How Robots Are Entering Urban Environments

Cities Were Not Designed for Robots

A modern city is an obstacle course optimised for humans: narrow pavements, uneven surfaces, traffic lights that communicate through colour, pedestrian flows governed by social norms rather than protocols. Deploying an autonomous robot in this environment means confronting every assumption that makes factory robotics tractable.

The DustBot project understood this from the start. Its field trials deliberately targeted difficult urban settings — Peccioli’s medieval streets, Bilbao’s mixed pedestrian-traffic zones, and even Osaka’s dense urban fabric — to test whether autonomous service robots could function where people actually live.

The Peccioli Model

Peccioli is a town of roughly 5,000 people in Tuscany. Its historic centre has streets too narrow for conventional waste collection trucks, which is precisely what made it an ideal testbed. Residents would phone a dedicated number to request waste collection. DustCart would navigate to their location, collect the waste, and return to a deposit point.

This on-demand model differed from traditional scheduled collection in a fundamental way: the robot responded to individual requests rather than following a fixed route. It required robust communication infrastructure, reliable navigation, and enough intelligence to prioritise and sequence multiple requests efficiently.

Regulatory and Social Barriers

Technical capability is only half the story. Autonomous robots on public streets face regulatory challenges that vary enormously between jurisdictions. When DustBot began in 2006, there was essentially no regulatory framework for pavement robots anywhere in Europe.

Since then, progress has been uneven.

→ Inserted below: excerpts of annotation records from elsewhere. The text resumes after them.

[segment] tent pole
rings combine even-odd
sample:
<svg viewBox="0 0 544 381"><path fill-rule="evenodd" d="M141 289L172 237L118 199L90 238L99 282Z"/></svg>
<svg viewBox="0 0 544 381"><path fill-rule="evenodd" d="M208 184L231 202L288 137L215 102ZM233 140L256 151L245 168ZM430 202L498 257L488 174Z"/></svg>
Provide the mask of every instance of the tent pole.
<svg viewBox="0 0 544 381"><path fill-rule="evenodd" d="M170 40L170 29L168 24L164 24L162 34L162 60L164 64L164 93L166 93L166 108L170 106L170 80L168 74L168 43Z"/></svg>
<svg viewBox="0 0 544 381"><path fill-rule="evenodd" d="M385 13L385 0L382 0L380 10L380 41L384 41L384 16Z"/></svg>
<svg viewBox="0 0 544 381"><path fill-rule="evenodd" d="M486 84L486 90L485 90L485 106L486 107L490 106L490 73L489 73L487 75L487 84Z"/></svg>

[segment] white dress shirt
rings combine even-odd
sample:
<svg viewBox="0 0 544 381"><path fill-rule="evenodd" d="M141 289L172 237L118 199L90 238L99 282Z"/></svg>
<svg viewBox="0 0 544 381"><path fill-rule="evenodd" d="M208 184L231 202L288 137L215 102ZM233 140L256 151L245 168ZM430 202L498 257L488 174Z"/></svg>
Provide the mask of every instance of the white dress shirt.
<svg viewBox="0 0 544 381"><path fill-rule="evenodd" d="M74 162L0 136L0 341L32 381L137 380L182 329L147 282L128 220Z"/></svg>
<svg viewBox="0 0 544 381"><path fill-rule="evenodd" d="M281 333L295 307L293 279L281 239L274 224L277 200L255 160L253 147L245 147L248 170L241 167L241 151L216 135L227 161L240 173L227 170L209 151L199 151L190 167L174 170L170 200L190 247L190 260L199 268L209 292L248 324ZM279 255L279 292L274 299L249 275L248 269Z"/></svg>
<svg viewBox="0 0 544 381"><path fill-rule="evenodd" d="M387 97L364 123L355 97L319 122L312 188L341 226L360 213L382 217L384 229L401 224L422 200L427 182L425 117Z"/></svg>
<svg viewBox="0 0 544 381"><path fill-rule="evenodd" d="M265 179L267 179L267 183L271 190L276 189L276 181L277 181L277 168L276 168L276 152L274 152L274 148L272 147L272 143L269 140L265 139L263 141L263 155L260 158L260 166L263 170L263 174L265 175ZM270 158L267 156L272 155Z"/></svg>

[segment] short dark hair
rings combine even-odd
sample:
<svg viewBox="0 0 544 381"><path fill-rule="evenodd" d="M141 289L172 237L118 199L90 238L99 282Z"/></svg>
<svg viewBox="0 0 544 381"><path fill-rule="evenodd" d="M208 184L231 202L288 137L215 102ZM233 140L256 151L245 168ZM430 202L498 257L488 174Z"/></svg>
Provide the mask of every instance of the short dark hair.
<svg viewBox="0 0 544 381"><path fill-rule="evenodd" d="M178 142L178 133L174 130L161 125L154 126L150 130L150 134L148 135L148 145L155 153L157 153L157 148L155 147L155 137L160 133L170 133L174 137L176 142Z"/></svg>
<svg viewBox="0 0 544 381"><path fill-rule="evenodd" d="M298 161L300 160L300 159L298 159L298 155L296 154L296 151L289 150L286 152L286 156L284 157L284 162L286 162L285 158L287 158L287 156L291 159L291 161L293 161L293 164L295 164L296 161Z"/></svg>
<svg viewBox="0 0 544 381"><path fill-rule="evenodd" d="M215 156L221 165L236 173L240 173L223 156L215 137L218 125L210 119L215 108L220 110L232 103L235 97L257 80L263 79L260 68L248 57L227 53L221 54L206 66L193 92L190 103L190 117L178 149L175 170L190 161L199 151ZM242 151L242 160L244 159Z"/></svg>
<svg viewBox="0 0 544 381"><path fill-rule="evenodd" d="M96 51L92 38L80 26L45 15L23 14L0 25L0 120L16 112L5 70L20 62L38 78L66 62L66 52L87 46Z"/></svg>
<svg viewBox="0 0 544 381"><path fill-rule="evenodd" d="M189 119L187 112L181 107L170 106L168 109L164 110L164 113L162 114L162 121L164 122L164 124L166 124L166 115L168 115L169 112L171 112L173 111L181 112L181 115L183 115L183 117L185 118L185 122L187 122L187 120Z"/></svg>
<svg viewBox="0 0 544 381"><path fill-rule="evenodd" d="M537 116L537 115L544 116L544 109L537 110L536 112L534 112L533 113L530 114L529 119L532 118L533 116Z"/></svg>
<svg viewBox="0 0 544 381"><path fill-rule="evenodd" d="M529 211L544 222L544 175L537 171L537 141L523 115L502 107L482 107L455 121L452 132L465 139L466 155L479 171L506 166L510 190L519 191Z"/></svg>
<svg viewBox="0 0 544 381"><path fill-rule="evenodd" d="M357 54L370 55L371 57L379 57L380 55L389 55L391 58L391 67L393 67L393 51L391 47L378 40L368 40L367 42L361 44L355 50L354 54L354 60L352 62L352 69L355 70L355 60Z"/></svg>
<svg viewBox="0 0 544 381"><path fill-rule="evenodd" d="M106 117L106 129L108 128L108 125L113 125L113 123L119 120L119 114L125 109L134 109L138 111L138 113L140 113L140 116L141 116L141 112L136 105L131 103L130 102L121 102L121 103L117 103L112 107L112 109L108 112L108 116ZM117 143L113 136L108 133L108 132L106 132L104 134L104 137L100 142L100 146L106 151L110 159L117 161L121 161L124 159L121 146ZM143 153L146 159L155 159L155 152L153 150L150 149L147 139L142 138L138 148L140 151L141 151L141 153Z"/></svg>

Estonia became one of the first countries to legislate for delivery robots on pavements in 2017. The UK conducted extensive trials under the Automated and Electric Vehicles Act 2018. In the United States, regulations vary by state, with some permitting pavement robots up to certain weight limits and others requiring a human chaperone within a specified distance.

Social acceptance is equally variable. The DustBot consortium’s HRI (human-robot interaction) studies in Peccioli and Osaka found generally positive attitudes, but with significant cultural differences. Italian residents were curious and engaged; Japanese participants were polite but more cautious about physical proximity to the robot.

Infrastructure Requirements

An autonomous robot cannot simply be placed on a street and expected to function. The DustBot project required:

• A differential GPS base station installed in Peccioli with line-of-sight coverage across the operating area
• Wireless communication nodes providing continuous data links between the robot, the control centre, and the telephone request system
• Mapped environments — detailed digital maps of every street and obstacle the robot might encounter
• Charging and maintenance stations — the robot had limited battery life and needed regular servicing

Modern systems have reduced some of these requirements. Cloud-based mapping, ubiquitous 4G/5G coverage, and improved battery technology mean that a robot like Starship needs less dedicated infrastructure. But the principle holds: deploying robots in cities requires preparation beyond the robot itself.

From the Lab: Bilbao’s Rain

A colleague who worked on the DustBot field trials in Bilbao once told me about the rain problem. The Basque Country receives over 1,200 mm of rainfall annually. DustClean’s laser rangefinder would occasionally interpret heavy rain as a dense field of obstacles, causing the robot to halt. The team eventually added a rain detection threshold to the sensor processing pipeline — a software fix for a fundamentally hardware problem. It was inelegant, but it worked. Real-world robotics is full of such compromises.

Current Deployments

As of 2026, autonomous robots operate on public streets in dozens of cities worldwide. Starship Technologies has completed millions of deliveries across university campuses and residential areas. Nuro operates driverless delivery vehicles on public roads in several US states. Gaussian Robotics and Trombia have deployed commercial cleaning robots in airports, shopping centres, and outdoor environments.

These are not research prototypes. They are commercial products generating revenue, collecting data, and gradually proving that the concept DustBot demonstrated in 2007 — autonomous robots providing municipal services — was ahead of its time rather than wrong.

What Comes Next

The next frontier is coordination. Individual robots navigating individual streets is largely a solved problem. Fleets of robots sharing a city with pedestrians, cyclists, cars, and each other is not. Multi-robot task allocation, fleet-level path planning, and shared situational awareness are active research areas that will determine whether urban service robots scale from novelty to utility.

The DustBot project envisioned exactly this: a networked system of cooperating robots. Its 2006 proposal described a fleet of DustCarts and DustCleans sharing information and coordinating tasks. The technology of the time limited what could be achieved. The technology of today is catching up to the vision.